Allen taught his son well. Early in our relationship, Eric told me, with the deadpan seriousness of his father, that the “jackalope” stuffed head mounted at Texas Roadhouse was a real animal in Texas—In Texas (I had never been), he said, even the rabbits have horns. With the skill of his father, he had me convinced until we got home and I could Google the term “jackalope” to confirm that I had, in fact, been duped.

But that was Allen: always bringing joy to others. You could always count on him with a joke or a prank to lighten the mood. In fact, as I was scanning pictures for the slide show that played earlier, I was feeling a little down, and something he had written years earlier cheered me up: I had found one of the first pictures he and Steph had taken of me and Eric. I flipped it over to check the date, and there was written, in Allen’s handwriting: 2001: Eric finds a parakeet. The “parakeet” was me, of course. It was a little joke he and Eric had, and I could just imagine him writing it, with deadpan seriousness, chuckling to himself at the fact that someone, sometime in the future, would fall victim to his little prank.

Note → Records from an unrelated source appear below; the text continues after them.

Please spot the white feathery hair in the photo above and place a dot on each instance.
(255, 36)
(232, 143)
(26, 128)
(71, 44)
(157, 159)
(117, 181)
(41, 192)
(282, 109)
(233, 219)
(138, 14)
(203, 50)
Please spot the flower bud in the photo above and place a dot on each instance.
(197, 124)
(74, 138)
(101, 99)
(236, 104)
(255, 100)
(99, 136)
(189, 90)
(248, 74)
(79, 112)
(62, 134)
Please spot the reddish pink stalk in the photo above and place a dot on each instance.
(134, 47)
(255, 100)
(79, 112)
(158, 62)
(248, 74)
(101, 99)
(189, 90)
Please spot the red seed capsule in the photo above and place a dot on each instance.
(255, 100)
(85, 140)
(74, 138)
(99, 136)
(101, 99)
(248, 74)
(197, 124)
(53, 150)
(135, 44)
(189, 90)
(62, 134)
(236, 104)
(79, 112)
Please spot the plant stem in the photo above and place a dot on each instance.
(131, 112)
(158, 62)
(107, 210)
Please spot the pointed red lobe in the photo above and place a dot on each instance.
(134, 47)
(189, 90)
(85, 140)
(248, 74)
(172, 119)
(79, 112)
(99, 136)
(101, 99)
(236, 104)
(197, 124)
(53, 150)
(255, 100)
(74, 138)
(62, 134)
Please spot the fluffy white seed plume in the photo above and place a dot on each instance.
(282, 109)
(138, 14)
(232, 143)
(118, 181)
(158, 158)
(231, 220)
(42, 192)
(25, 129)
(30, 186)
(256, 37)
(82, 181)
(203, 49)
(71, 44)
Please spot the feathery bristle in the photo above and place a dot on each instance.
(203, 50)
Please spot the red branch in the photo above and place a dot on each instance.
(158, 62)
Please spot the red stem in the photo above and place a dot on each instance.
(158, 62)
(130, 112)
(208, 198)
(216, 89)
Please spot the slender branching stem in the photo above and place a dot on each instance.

But that was Allen: always bringing joy to others. His selflessness was apparent as we searched through pictures for the slide show. Through hundreds of pictures, we found only a fraction of them featured him. The reason was: Allen was always the one behind the camera, the one capturing the memories and happiness of others. He took meticulous care of his loved ones the same way he cared for his watches and clocks. But the pictures of him that we did find made it obvious: he cared for Steph and Eric very much, and the sparkle in their eyes, the way their eyes drew to him in each of the pictures, like he was the light of their lives, is evidence enough of the type of husband and father he was.

And it’s clear that he was so proud of his son... and I know Eric would like to say a few words.